Prosociality in large human groups more likely due to culture than to genetics.

Bell et al. think about whether human prosocial behaviors such as food sharing, taxation, and warfare - nearly completely absent in other vertebrates - are more plausibly explained as arising from to cultural or genetic selection during competition among large groups. They use the term "group-level selection" to refer to the scenario in which groups differ in the frequency of individuals who are willing to sacrifice their own labor, time, or safety in ways that promote the competitive ability of the residential group, so that over time groups with higher frequencies of such “altruists” may tend to replace groups with fewer. A key point is that:
Selection for culturally-prescribed altruists occurs through the same process as for genes: groups of altruists leave more daughter societies. However, one advantage that cultural variation has over genetic is that it does not require violent inter-group competition, nor group extinctions. If failed groups were incorporated routinely into successful ones, conformist transmission and other forms of resocialization of failed groups can lead to effective cultural selection on groups even though such a pattern will generate rates of migration that keep genetic FST (a measure of genetic differentiation between populations) very low between neighbors. Thus selection on culture can be powerful precisely when genetic selection at the group level is weakest.
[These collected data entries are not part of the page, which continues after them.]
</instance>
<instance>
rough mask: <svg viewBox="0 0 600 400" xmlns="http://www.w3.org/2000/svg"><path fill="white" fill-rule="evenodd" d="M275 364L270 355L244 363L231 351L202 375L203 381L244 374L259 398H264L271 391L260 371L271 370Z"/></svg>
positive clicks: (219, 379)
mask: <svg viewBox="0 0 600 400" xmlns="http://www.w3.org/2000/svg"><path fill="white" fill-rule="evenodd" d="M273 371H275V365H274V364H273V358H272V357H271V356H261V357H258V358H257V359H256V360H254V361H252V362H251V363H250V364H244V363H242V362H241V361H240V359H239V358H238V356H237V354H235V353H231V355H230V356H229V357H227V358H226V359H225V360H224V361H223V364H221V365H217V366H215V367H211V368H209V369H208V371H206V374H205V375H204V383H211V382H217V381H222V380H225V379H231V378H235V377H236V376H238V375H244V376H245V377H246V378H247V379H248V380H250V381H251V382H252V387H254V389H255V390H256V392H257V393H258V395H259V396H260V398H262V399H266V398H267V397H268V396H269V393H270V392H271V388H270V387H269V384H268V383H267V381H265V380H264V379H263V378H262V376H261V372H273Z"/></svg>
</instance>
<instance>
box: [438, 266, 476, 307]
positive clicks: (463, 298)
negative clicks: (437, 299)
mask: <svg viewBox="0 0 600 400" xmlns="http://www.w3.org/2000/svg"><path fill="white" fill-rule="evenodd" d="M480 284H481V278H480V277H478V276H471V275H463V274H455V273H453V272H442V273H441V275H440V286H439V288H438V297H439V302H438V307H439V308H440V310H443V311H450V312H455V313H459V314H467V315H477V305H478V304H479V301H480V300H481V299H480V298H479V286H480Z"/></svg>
The meat of the article is formal calculation using the Price equation (don't ask...) that suggests much greater scope for cultural rather than genetic group-level selection in allowing altruism to arise.

A drug that protects prefrontal cortex from stress.
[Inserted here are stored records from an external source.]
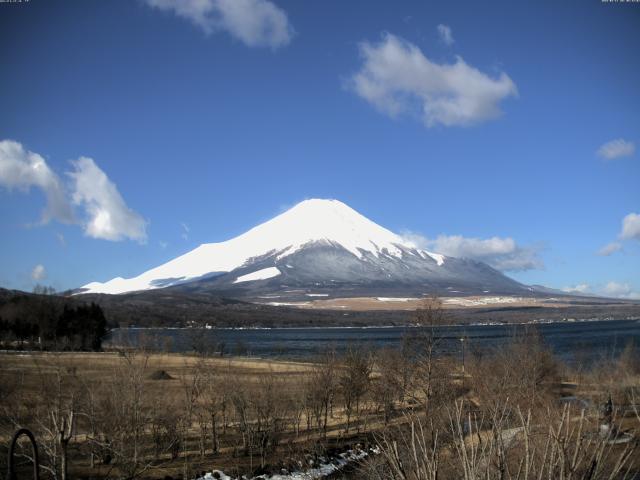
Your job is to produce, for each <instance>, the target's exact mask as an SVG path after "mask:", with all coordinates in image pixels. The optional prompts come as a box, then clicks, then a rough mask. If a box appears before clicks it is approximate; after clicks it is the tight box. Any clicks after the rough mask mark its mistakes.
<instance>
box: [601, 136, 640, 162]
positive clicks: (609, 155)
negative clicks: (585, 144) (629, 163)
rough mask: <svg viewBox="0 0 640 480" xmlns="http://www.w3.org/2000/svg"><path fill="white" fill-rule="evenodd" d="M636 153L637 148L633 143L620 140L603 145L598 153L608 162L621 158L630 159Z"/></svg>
mask: <svg viewBox="0 0 640 480" xmlns="http://www.w3.org/2000/svg"><path fill="white" fill-rule="evenodd" d="M635 151H636V146H635V144H634V143H633V142H630V141H627V140H624V139H622V138H618V139H616V140H611V141H610V142H607V143H605V144H604V145H602V146H601V147H600V148H599V149H598V151H597V152H596V153H597V154H598V155H599V156H600V157H602V158H604V159H606V160H614V159H616V158H621V157H630V156H631V155H633V154H634V152H635Z"/></svg>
Here is an interesting piece from Hains et al. on stress and the prefrontal cortex. They use a rat model and a restraint stress paradigm to show that a drug can inhibit the working memory impairment and degenerative architectural changes caused by the stress.
The prefrontal cortex regulates behavior, cognition, and emotion by using working memory. Prefrontal functions are impaired by stress exposure. Acute, stress-induced deficits arise from excessive protein kinase C (PKC) signaling, which diminishes prefrontal neuronal firing. Chronic stress additionally produces architectural changes, reducing dendritic complexity and spine density of cortico-cortical pyramidal neurons, thereby disrupting excitatory working memory networks. In vitro studies have found that sustained PKC activity leads to spine loss from hippocampal-cultured neurons, suggesting that PKC may contribute to spine loss during chronic stress exposure. The present study tested whether inhibition of PKC with chelerythrine before daily stress would protect prefrontal spines and working memory. We found that inhibition of PKC rescued working memory impairments and reversed distal apical dendritic spine loss in layer II/III pyramidal neurons of rat prelimbic cortex. Greater spine density predicted better cognitive performance, the first direct correlation between pyramidal cell structure and working memory abilities. These findings suggest that PKC inhibitors may be neuroprotective in disorders with dysregulated PKC signaling such as bipolar disorder, schizophrenia, post-traumatic stress disorder, and lead poisoning—conditions characterized by impoverished prefrontal structural and functional integrity.